Pope Francis – Three Words for Family Harmony
On Wednesday May 13 at his General Audience in St Peter’s square Pope Francis gave a short address on the three words that are key to family happiness and well being. The three words in Spanish that are essential for health relationships are permiso, gracias, y perdón. In English they are phrases: “May I”,”Thank you!”, and “Forgive Me.”
The Pope said that sometimes in our culture these expressions are seen as a sign of weakness as opposed to a true statement of our respect and affection in our intimate relationships. He stressed the need for this respect for the dignity of our spouses, children and other family members as central to living our faith. Without this underlying bedrock respect and affection, these key relationships can rupture and damage everyone in the process.
Asking for permission is key to affirming others and makes our relationship more intimate and strong. Expressing our thanks is more than a social formality. It is a recognition and validation of our loved ones and an expression of our appreciation for their love. Most importantly, we are showing that we are aware of how important our loved ones are to us. The most difficult, according to the Pope, is “Forgive me.” Conflicts and disagreements — even arguments — are part of any honest relationship. Pope Francis even alludes to serious incidents in which “plates fly.” What is key is to ask forgiveness. Pope Francis advises us to be reconciled with each other before the end of the day. This might not always be possible since we might need more time to cool down. However, Pope Francis is making the point that being reconciled has to be done sooner rather than later to demonstrate that the strength of our love is greater than any disagreement or frustration we may have with each other.
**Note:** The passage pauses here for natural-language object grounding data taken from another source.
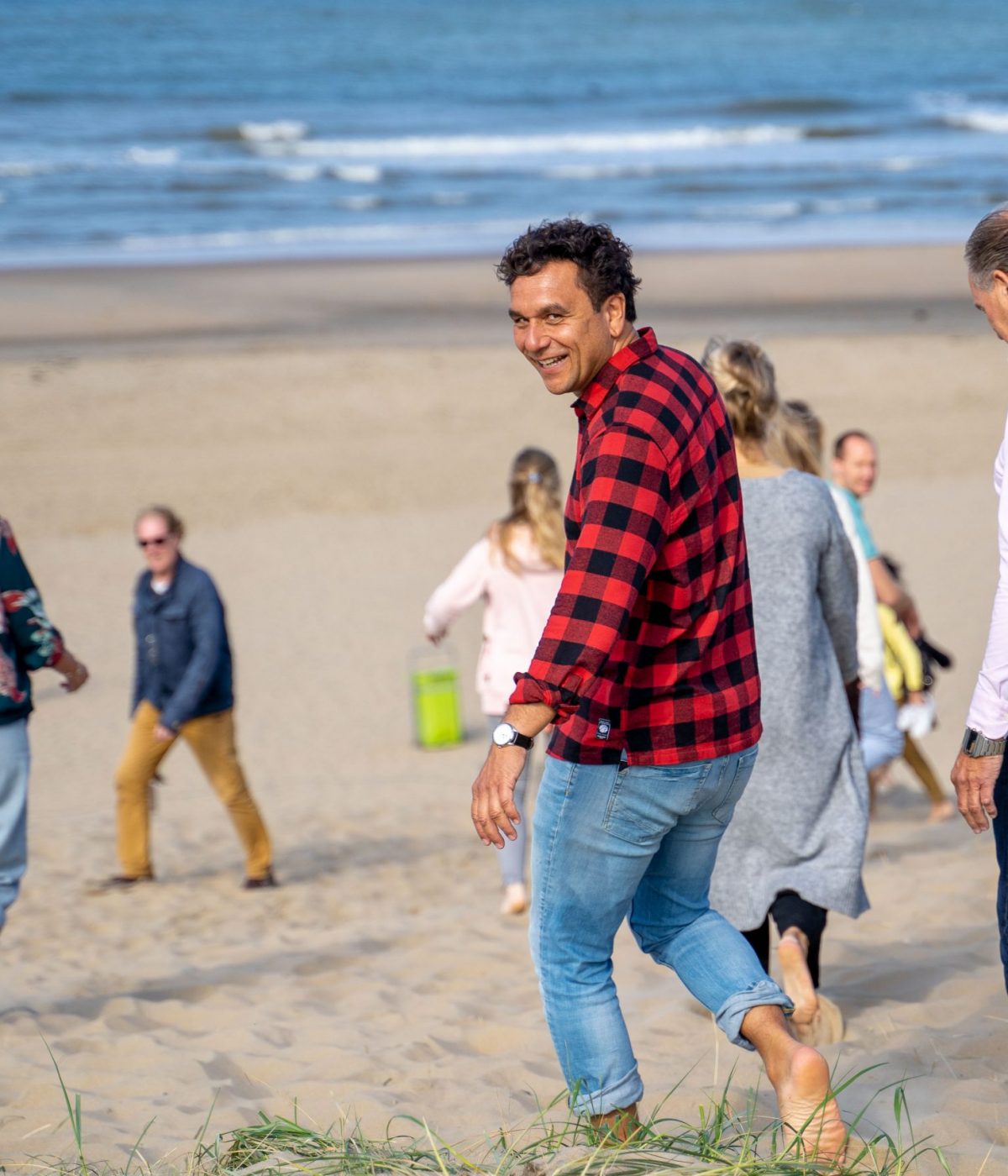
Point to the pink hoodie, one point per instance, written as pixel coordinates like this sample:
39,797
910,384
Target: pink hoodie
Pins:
517,609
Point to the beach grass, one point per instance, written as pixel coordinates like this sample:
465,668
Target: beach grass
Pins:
728,1137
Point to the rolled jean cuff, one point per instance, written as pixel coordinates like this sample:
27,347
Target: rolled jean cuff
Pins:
732,1014
625,1093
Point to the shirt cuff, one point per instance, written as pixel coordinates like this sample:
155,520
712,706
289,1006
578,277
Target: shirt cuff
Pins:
564,699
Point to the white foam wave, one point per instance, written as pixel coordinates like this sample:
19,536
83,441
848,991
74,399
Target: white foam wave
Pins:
414,147
840,206
297,173
359,203
359,173
284,131
769,209
153,156
958,111
19,170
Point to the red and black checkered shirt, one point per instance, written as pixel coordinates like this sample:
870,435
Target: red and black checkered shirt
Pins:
649,649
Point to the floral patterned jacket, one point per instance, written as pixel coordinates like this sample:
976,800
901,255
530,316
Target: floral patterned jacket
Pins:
27,638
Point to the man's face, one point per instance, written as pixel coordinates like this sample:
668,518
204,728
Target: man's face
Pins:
558,329
857,467
994,303
159,546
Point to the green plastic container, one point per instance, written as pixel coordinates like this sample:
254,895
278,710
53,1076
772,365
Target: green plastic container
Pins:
437,708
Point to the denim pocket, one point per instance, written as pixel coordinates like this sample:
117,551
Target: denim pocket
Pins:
646,802
734,787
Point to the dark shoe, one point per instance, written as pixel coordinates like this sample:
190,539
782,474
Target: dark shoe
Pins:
123,881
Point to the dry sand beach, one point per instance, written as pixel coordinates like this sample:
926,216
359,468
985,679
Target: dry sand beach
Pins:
335,435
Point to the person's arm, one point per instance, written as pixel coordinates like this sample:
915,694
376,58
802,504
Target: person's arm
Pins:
465,585
974,778
38,640
892,594
626,519
206,621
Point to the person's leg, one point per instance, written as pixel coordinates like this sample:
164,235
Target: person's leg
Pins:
881,740
1001,848
759,940
212,740
582,882
790,911
139,762
673,922
917,762
670,916
15,760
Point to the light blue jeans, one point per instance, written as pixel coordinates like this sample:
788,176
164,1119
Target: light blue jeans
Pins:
14,764
614,843
512,858
881,740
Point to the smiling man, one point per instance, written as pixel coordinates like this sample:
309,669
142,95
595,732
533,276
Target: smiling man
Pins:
647,667
980,775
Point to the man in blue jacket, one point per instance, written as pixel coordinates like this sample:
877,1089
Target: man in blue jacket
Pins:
182,685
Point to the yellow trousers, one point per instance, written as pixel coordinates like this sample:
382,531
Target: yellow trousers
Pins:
212,740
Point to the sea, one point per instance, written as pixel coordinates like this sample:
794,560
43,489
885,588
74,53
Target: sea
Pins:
138,131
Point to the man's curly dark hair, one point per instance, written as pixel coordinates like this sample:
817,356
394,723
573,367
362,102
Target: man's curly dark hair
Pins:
602,259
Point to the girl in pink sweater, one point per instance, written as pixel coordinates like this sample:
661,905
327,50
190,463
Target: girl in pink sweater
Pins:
516,570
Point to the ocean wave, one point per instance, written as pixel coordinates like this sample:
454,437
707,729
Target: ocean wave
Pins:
153,156
282,131
23,168
360,173
297,173
960,112
573,144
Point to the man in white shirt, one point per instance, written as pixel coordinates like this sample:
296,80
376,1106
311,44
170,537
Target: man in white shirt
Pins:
981,782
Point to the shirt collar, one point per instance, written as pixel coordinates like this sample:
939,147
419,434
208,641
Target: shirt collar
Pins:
592,397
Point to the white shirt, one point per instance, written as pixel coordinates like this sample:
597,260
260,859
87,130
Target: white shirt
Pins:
870,652
988,711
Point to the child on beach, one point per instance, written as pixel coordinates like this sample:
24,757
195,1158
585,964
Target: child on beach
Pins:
516,570
905,676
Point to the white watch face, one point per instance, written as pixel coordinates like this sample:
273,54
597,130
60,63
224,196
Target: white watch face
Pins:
504,734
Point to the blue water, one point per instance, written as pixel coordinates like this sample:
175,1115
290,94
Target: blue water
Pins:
171,129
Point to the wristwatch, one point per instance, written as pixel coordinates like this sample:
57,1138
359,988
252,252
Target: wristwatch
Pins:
975,744
505,735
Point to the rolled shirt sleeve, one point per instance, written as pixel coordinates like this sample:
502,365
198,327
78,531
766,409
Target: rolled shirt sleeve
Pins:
988,711
625,502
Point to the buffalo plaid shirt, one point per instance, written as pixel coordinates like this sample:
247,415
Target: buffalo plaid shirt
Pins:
649,652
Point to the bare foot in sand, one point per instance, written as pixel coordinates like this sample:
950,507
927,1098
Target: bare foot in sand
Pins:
808,1109
800,1079
793,955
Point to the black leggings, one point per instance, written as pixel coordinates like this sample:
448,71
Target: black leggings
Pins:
790,909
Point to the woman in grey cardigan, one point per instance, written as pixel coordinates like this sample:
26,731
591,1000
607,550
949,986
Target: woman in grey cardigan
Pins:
795,844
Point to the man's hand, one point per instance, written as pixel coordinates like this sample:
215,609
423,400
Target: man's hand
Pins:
974,779
74,673
494,811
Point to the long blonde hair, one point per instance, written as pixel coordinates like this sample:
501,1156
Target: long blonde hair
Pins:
795,438
746,379
534,488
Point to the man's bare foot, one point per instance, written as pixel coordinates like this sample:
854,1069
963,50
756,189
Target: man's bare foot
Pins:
617,1126
793,955
807,1107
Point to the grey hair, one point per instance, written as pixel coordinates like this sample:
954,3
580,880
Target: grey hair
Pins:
987,249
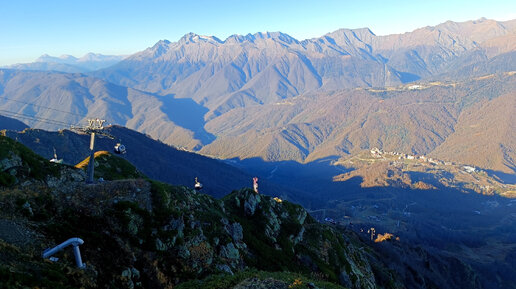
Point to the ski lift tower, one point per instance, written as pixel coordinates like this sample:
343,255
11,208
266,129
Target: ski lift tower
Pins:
95,126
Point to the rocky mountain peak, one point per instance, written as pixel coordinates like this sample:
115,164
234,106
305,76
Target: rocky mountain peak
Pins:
195,38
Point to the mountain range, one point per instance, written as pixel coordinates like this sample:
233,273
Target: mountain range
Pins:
69,63
270,96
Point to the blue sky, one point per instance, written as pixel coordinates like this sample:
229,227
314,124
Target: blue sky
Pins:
30,28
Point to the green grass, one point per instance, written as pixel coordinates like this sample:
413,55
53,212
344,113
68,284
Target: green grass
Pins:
224,281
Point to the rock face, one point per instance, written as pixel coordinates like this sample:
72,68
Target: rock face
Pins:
143,234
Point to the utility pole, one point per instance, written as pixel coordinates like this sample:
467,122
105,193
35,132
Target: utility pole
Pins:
95,125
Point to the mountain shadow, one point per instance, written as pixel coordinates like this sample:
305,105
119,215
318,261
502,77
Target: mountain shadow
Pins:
188,114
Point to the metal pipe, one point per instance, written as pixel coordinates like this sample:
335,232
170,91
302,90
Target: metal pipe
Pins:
75,242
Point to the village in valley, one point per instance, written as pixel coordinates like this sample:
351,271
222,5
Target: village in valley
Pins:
382,168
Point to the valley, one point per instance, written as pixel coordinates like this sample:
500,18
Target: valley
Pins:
383,161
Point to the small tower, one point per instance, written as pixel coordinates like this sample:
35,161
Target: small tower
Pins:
198,185
255,184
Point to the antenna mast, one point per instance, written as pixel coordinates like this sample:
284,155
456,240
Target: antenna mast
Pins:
95,126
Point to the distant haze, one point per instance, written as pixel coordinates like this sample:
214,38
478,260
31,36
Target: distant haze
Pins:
33,28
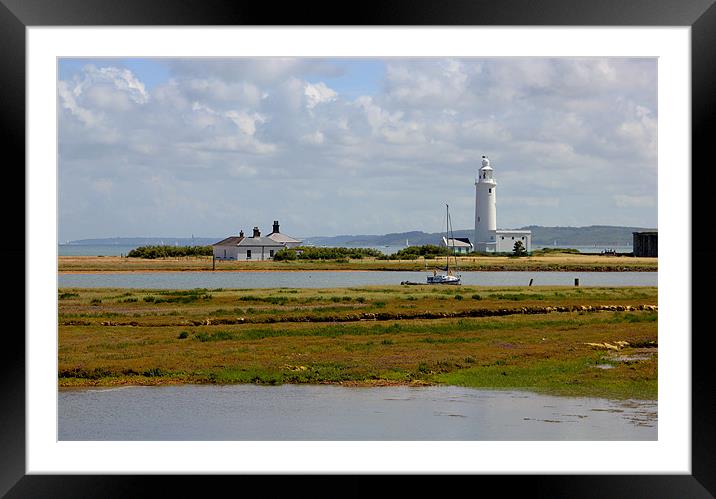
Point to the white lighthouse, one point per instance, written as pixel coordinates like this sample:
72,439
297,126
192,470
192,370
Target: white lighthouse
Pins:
485,208
487,237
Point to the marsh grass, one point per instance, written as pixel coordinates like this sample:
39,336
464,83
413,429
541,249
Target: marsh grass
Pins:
298,341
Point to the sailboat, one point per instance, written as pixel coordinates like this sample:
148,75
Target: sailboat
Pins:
448,277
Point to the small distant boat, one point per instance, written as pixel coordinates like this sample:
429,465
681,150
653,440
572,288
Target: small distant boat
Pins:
448,277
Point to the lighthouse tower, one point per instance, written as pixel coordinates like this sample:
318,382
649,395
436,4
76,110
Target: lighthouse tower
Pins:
485,208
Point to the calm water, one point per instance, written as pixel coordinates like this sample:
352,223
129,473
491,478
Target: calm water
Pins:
308,279
323,412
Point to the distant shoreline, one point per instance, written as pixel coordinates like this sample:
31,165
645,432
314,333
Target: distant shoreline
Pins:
556,262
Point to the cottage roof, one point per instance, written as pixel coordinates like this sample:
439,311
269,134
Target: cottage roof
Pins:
282,238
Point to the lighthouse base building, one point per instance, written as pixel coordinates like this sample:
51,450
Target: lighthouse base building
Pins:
487,238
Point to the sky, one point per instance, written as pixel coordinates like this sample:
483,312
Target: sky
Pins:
160,147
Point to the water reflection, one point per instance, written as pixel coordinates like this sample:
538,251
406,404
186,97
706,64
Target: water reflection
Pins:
326,412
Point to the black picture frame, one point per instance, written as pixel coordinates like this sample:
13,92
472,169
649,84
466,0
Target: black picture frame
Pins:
699,15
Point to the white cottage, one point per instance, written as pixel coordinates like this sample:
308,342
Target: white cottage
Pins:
247,248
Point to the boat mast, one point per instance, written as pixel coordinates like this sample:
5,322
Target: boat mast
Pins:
447,235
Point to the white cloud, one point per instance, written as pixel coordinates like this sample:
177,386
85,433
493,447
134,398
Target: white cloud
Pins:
317,94
245,130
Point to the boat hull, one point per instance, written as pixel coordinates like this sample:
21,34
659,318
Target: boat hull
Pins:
443,280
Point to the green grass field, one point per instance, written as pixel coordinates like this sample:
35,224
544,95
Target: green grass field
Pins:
533,338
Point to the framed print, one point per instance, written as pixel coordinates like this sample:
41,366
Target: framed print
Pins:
136,123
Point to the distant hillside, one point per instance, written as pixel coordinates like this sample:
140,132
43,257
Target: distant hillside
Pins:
563,236
560,236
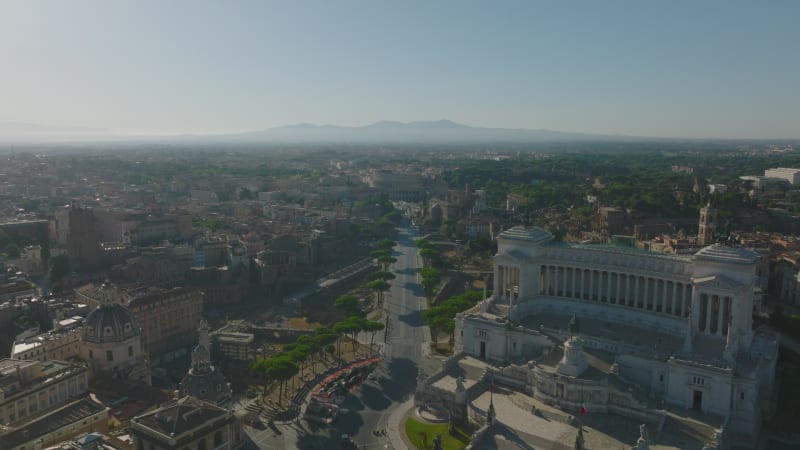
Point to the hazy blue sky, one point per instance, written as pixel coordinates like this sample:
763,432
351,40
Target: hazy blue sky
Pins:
666,68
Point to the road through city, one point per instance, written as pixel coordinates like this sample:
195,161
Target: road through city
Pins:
365,414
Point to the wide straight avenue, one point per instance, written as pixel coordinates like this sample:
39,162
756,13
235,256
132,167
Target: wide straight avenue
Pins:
367,412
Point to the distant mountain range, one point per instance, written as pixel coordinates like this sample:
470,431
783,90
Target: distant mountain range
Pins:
440,131
384,132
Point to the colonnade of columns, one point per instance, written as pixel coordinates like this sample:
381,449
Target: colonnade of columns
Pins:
714,314
635,291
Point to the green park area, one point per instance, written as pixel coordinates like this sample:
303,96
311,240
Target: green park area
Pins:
422,434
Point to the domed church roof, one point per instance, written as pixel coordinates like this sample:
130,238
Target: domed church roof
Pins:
110,323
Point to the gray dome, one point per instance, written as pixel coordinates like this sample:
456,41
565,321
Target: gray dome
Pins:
109,323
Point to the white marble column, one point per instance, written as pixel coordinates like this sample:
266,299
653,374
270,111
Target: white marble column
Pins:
687,300
674,301
572,280
496,281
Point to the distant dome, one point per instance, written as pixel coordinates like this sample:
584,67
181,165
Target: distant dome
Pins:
110,322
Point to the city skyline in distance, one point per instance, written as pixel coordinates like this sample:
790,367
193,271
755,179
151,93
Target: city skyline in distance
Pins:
679,70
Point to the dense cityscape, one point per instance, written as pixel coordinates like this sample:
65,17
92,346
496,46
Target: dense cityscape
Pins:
447,225
293,299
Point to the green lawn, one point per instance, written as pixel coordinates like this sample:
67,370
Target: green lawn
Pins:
418,431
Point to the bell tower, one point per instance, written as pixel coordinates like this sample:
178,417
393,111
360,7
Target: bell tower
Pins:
708,225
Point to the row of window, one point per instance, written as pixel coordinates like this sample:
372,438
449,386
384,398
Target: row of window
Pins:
201,444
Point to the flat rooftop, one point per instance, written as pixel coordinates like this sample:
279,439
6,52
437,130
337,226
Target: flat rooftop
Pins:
624,333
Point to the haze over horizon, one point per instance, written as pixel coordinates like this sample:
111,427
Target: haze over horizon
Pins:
678,70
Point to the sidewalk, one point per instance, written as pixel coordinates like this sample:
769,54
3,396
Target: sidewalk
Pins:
396,426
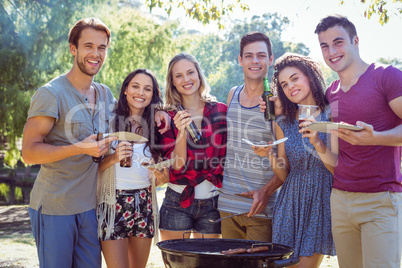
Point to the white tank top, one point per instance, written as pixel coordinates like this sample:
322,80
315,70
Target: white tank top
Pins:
203,190
136,176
A note on cultural differences may be helpful here. Latin cultures tend to deal with stress by externalizing it. Italian opera is a good example of this. Generally, upset and irritation are not internalized. Voices rise, arms start waving, and everything seems over the top by North Atlantic English-speaking standards. For non-Latin cultures, the expression of stress is usually more muted. The feelings are not necessarily less intense. Sometimes they are more intense since they are being internalized. This type of culturally conditioned response to conflict requires a different, more low key response. The three expressions still apply but we need to be attentive to the way our families perceive and deal with conflict. Anger, dissension, and disillusionment provide opportunities to uncover and resolve deeper conflicts. Professional help from a skilled counselor can be very useful to avoid undermining and destroying our bonds of love and affection. Politeness, courtesy, and respect are important in our speech, but they also have to be accompanied by changed behavior. As St. Ignatius Loyola says in the Spiritual Exercises “Love is shown more in deeds than in words.” These three expressions are important deeds. They are much more than words and can open the door to improved behavior and the mutual acceptance and loving response to challenges that are central to being happy and making a happy home.